Para o mundo presente, felizes são os
ricos e infelizes são os pobres. Em relação à vida após a morte, Jesus
proclama: “ai dos ricos” (Lc 6,24) e “felizes os pobres” (Lc 6,20). Mas aqui é
preciso entender que ninguém será salvo ou condenado na vida após a morte
devido à sua atual condição financeira. Perante Deus, nem todo rico está
condenado e nem todo pobre está salvo. A questão é a maneira como cada um de
nós lida com os bens materiais e como se posiciona perante este mundo desigual,
que enriquece ainda mais os que já são ricos e empobrece ainda mais os que já
são pobres.

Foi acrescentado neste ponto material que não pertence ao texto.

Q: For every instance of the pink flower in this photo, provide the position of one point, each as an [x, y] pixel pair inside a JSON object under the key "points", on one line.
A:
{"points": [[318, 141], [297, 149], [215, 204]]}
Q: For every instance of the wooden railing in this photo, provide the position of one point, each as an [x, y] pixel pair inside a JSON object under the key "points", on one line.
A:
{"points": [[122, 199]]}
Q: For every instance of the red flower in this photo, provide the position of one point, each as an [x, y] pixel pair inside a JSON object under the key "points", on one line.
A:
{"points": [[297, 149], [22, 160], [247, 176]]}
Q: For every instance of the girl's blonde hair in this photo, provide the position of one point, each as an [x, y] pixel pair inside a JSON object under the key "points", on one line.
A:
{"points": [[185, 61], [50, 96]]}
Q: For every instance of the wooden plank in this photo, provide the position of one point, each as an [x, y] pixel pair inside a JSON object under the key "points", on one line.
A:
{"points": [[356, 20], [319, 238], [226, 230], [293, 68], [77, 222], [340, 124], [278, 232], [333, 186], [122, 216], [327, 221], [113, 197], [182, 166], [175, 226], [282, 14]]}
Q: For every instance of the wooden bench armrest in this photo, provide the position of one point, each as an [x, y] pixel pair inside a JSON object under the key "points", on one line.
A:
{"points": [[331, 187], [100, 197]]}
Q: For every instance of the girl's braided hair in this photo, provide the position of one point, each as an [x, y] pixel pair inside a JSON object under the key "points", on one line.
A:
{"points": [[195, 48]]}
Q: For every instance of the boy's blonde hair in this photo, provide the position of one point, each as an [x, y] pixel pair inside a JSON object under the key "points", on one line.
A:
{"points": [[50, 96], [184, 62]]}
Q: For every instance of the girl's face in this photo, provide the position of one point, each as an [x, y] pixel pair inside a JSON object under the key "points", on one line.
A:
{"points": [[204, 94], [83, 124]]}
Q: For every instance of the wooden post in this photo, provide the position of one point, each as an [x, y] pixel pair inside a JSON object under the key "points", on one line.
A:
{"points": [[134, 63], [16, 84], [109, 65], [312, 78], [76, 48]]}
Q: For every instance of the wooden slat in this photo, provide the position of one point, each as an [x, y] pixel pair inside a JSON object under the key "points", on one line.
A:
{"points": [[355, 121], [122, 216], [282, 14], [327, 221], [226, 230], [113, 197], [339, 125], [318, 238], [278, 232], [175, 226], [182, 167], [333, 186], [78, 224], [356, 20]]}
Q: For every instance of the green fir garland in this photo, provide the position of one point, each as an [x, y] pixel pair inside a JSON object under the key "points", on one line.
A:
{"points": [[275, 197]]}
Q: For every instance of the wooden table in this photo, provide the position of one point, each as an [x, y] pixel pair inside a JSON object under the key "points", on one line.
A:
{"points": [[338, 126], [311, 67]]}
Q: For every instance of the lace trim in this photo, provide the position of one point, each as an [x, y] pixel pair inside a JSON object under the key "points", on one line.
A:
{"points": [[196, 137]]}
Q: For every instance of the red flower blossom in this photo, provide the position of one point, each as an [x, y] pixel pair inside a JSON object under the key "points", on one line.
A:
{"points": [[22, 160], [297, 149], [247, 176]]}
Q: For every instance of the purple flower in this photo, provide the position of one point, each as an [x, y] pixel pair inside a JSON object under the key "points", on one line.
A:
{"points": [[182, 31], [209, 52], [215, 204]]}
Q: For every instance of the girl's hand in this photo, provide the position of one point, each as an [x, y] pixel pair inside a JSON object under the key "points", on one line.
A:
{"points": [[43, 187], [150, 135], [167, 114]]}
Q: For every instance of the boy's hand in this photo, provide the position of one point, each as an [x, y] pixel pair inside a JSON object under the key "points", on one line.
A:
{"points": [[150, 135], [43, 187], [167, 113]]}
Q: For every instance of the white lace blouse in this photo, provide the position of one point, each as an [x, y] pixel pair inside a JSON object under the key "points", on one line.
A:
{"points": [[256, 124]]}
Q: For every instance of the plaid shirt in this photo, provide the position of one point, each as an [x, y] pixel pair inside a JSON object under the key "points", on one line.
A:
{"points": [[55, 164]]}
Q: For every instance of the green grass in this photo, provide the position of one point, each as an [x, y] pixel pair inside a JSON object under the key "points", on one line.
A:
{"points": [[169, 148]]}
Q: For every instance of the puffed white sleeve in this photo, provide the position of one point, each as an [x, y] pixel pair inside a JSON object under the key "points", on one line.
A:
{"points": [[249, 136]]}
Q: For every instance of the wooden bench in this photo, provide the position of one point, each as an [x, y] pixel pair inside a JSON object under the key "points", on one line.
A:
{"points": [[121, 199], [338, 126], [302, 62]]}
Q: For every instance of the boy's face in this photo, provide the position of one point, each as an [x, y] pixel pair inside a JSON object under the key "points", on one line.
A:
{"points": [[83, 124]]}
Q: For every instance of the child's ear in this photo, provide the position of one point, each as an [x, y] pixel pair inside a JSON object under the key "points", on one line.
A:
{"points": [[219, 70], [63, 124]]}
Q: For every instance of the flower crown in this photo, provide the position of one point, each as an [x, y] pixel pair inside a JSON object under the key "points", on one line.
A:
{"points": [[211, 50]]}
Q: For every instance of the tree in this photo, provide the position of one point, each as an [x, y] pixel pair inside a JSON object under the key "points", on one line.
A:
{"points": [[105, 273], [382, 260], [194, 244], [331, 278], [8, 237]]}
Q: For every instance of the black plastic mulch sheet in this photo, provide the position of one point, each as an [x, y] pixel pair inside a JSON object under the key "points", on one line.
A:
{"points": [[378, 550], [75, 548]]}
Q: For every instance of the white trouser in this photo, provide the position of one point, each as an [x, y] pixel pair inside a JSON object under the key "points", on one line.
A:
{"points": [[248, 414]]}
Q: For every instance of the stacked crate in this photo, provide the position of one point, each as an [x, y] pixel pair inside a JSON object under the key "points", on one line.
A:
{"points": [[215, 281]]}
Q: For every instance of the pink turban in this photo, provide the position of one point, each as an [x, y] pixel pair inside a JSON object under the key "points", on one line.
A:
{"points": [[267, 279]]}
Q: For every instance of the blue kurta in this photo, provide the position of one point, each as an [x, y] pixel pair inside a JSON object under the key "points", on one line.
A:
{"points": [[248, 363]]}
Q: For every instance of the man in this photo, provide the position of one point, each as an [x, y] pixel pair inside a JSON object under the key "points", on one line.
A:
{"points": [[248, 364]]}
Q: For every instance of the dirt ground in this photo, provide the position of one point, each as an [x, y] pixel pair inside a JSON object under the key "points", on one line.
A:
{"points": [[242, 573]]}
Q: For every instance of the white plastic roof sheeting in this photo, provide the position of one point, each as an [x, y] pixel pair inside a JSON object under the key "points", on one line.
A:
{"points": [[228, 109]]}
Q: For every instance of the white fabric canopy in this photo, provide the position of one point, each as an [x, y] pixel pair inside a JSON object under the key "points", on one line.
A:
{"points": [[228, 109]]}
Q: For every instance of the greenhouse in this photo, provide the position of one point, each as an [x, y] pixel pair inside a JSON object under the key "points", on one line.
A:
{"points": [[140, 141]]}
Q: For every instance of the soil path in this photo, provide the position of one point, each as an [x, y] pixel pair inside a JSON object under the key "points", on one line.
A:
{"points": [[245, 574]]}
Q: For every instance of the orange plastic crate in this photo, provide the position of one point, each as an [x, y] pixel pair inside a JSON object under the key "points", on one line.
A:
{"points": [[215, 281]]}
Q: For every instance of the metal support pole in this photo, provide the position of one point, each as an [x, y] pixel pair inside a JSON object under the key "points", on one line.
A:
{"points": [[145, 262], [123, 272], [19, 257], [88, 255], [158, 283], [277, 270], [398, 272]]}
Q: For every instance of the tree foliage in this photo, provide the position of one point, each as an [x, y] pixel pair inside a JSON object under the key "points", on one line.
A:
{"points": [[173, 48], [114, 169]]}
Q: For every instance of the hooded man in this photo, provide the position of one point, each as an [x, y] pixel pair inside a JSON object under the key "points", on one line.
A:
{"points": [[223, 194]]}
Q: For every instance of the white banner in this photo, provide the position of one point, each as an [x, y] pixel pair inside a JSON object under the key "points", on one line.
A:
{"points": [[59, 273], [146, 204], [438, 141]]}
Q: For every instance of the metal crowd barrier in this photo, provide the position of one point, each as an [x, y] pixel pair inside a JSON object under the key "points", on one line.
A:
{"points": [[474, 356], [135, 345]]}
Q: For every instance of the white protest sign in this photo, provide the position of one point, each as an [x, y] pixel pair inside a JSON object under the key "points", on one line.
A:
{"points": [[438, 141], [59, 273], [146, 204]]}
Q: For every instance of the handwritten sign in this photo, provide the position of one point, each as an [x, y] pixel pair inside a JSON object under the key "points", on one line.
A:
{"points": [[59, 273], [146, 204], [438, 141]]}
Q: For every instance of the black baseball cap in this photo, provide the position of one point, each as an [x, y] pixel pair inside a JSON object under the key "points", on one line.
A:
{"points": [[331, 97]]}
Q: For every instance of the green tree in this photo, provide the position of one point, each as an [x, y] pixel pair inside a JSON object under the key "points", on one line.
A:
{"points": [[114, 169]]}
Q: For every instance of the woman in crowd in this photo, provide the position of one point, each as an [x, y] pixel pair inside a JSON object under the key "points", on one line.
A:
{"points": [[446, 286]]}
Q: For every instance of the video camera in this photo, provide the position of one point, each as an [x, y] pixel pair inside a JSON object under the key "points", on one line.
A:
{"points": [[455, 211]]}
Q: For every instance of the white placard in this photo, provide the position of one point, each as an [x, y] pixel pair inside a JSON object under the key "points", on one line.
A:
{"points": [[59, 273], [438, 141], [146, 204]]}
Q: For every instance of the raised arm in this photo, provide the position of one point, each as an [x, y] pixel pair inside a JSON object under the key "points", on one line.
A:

A título de exemplo, ¼ da população
mundial detém 80% da riqueza, enquanto ¾ têm que sobreviver com 20%! Aos olhos
de Deus, isso se chama “injustiça”, e a vida após a morte é entendida
biblicamente como o restabelecimento da justiça: “O que nós esperamos, conforme
sua promessa, são novos céus e nova terra, onde habitará a justiça” (2Pd 3,13).
Toda
e qualquer crítica bíblica a respeito do acúmulo de riqueza é um protesto de Deus
contra a injusta desigualdade social, que provoca fome, violência e morte em
inúmeros seres humanos na face da terra. Aos olhos de Deus, riqueza e pobreza
não são coisas “normais”, muito menos acidentais, mas fruto de atitudes humanas
e de escolhas políticas, e aqueles que procuram desfrutar da vida esbanjando
dinheiro, pensando unicamente em si mesmos e não se preocupando com a ruína dos
pobres, estão escrevendo sua própria sentença de condenação perante Deus.
Na
vida após a morte, exemplificada pela parábola que Jesus contou, se fala de um
abismo que separa o rico do pobre Lázaro. O evangelho nos pergunta pelos abismos
que temos construído para nos manter distantes de quem sofre, de quem precisa
da nossa presença, da nossa solidariedade, da nossa justiça. A distância que porventura
desejemos manter diante das injustiças sociais reaparecerá na vida após a
morte, mantendo-nos distantes de Deus e do seu Reino!
A parábola que ouvimos deixa claro
que a nossa existência é única. Nós nunca mais voltaremos a este mundo para
corrigir erros que tenhamos cometido nesta vida. É isso que nos chama à
responsabilidade. Somos livres para fazer escolhas e tomar decisões. Essas
escolhas e decisões vão diariamente escrevendo o nosso destino, no que diz
respeito à vida após a morte. Para nos ajudar a escrever um destino de salvação
e não de condenação, Deus nos deixou a sua Palavra: “Eles têm Moisés e os Profetas, que os escutem!” (Lc 16,29). E Jesus afirma que quando
uma pessoa não crê na verdade da Palavra de Deus, nem mesmo se acontecesse algo
milagroso, como a ressurreição de um morto, ela mudaria suas atitudes, deixando
de ser egoísta e passando a se preocupar com os que sofrem à sua volta (cf. Lc
16,31).
Ao
encerramos o mês da Bíblia, celebramos a chegada da primavera. O fruto da vida
eterna, que esperamos colher, depende da semente que estamos semeando hoje, isto
é, dos valores que estamos cultivando em nossa vida: se são transitórios ou se
são definitivos; se visam unicamente o nosso bem ou se visam o bem de toda a
humanidade, especialmente dos que mais sofrem. Hoje é o tempo de construirmos
pontes sobre os abismos da desigualdade social, de modo que a fraternidade cure
as feridas abertas pelo individualismo, e a compaixão fale mais alto ao nosso
coração do que a indiferença para com quem sofre.
Enfim,
lembremos as sábias palavras de Beto Guedes, na música “O sal da terra”:
“Vamos precisar de todo mundo pra banir do mundo a
opressão; para construir a vida nova vamos precisar de muito amor. A felicidade
mora ao lado e quem não é tolo pode ver... Vamos precisar de todo mundo: um
mais um é sempre mais que dois. Para melhor construir a vida nova é só repartir
melhor o pão; recriar o paraíso agora para merecer quem vem depois”.